Phagocytosis inhibits expression of c-Fms. A, Preosteoclasts were cultured for 1 d with and without PMMA (20 particles/cell) or 100 ng/ml LPS in medium supplemented with 25 ng/ml M-CSF. RNA was extracted and c-Fms expression measured by qPCR. c-Fms mRNA levels expressed relative to GAPDH were normalized to the control sample without particles or LPS. n = 4. *p < 0.01 compared with control. B, Dose dependency of particle-mediated repression of c-Fms expression in preosteoclasts 1 d after particle addition. n = 3. *p < 0.01 compared with equivalent sample without particles. C, Preosteoclasts were treated with PMMA or LPS for 1, 3, or 24 h, and whole-cell protein lysates were analyzed by immunoblotting with anti–c-Fms Ab. Membranes were then reblotted with anti–β-actin Abs, and c-Fms levels were quantitated relative to β-actin. D, Preosteoclasts were preincubated with the MAPK inhibitors SB203580 (SB), U0216 (U0), and SP600125 (SP) for 30 min prior to addition of PMMA or silica (20 particles/cell). After 3 h, protein extracts were prepared and analyzed by immunoblotting as above.
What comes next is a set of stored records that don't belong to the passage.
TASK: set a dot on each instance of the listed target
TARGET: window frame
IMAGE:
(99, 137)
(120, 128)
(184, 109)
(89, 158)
E, Preosteoclasts were pretreated with TAPI for 30 min prior to addition of LPS or particles. After 1 or 3 h, protein extracts were prepared and analyzed by immunoblotting. F, Preosteoclasts were pretreated with TAPI for 30 min and then treated with or without PMMA or LPS for 3 h, and c-Fms ectodomain shed into conditioned media was analyzed by ELISA. n = 3. *p < 0.01 compared with control; **p < 0.01 compared with equivalent samples without TAPI.